Le corps à terre. Le corps sous son manteau. Les doigts de mains attachées dans le dos. Des doigts fripés, mais pas à la dernière phalange comme après la piscine. Fripés de la base et jusqu’au bout des ongles. Comme si la peau se détachait de la chair, comme s’il n’y avait plus de chair du tout. La peau gris-bleu, pourrie par la pluie puis séchée par les rayons. Comme prête à craquer sous les pas.

Le corps à terre.

Le corps sous son manteau.

Les doigts de mains attachées

dans le dos.

Des doigts fripés,

mais pas à la dernière phalange

comme après la piscine.

Fripés de la base et jusqu’au bout des ongles.

Comme si la peau

se détachait

de la chair,

comme s’il n’y avait plus de

chair

du tout. La peau gris-bleu, pourrie par la pluie

puis

séchée par les rayons. Comme

prête à craquer sous les pas.

174

Jeudi 7 avril

Alors même que je m’apprêtais à abandonner avant sa fin et pour la deuxième (seconde ?) fois la lecture d’un roman de Philip Roth, parce qu’à mon goût trop morose (le roman), voilà que j’arrive à une scène hilarante, au pied du mur des Lamentations, entre un écrivain et un fan un peu agité. Je vais donc persévérer. Mais au cas où je n’irais pas beaucoup plus loin, voici une première (dernière ?) salve de citations :

« Si chacun y met du sien, je ne vois pas le moindre problème.

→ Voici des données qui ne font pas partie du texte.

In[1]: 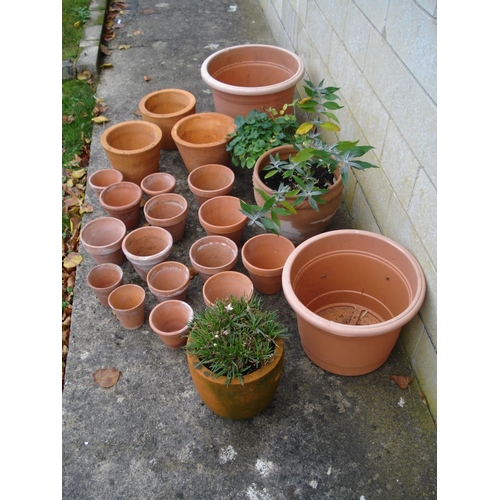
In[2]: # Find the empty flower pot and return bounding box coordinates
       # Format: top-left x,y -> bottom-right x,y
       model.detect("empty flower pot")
80,217 -> 127,265
144,193 -> 188,243
99,181 -> 142,230
241,233 -> 295,294
149,300 -> 193,349
146,261 -> 191,302
189,235 -> 238,281
139,89 -> 196,149
108,284 -> 146,330
198,196 -> 248,245
101,120 -> 162,186
172,113 -> 236,172
188,164 -> 235,205
87,262 -> 123,307
203,271 -> 253,306
122,226 -> 173,281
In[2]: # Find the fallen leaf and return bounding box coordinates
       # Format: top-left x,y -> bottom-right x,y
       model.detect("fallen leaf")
92,366 -> 122,389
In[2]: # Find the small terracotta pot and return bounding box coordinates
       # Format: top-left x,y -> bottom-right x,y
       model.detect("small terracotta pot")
144,193 -> 188,243
122,226 -> 173,281
189,235 -> 238,281
172,113 -> 236,172
146,261 -> 191,302
80,217 -> 127,265
198,196 -> 248,245
88,168 -> 123,198
99,181 -> 142,230
108,284 -> 146,330
203,271 -> 253,306
141,172 -> 176,198
101,120 -> 162,186
241,234 -> 295,294
87,262 -> 123,307
149,300 -> 193,349
188,164 -> 235,206
139,89 -> 196,149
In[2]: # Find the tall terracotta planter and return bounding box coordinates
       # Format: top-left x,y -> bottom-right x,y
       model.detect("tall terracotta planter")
139,89 -> 196,150
252,145 -> 344,245
172,113 -> 236,172
101,120 -> 162,186
201,44 -> 304,117
283,229 -> 426,375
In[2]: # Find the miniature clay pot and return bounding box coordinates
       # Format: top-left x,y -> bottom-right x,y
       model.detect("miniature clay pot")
149,300 -> 193,349
146,261 -> 191,302
101,120 -> 162,186
198,196 -> 248,245
144,193 -> 188,243
141,172 -> 176,198
172,113 -> 236,172
99,181 -> 142,230
80,217 -> 127,265
87,262 -> 123,307
108,284 -> 146,330
139,89 -> 196,150
241,234 -> 295,294
201,44 -> 304,117
188,164 -> 235,206
122,226 -> 173,281
189,235 -> 238,281
203,271 -> 253,306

En une semaine, dix jours, vous serez sorti de l’hôpital et vous aurez retrouvé votre famille – remis à neuf. » (c’est le médecin qui parle à Henry).
Mais voilà, à en juger par la suite des événements, il fallait croire que Henry ne s’était pas assez appliqué sur la table d’opération
.

Bill Goff se mit à fermer et ouvrir le poing régulièrement, comme si sa main droite était une pompe à courage, ou un drain contre l’angoisse.

Zuckerman se remémorait le temps où… la vie était le plus innocent des passe-temps.

Quand je me regarde dans la glace, le matin, c’est toute la famille qui me regarde.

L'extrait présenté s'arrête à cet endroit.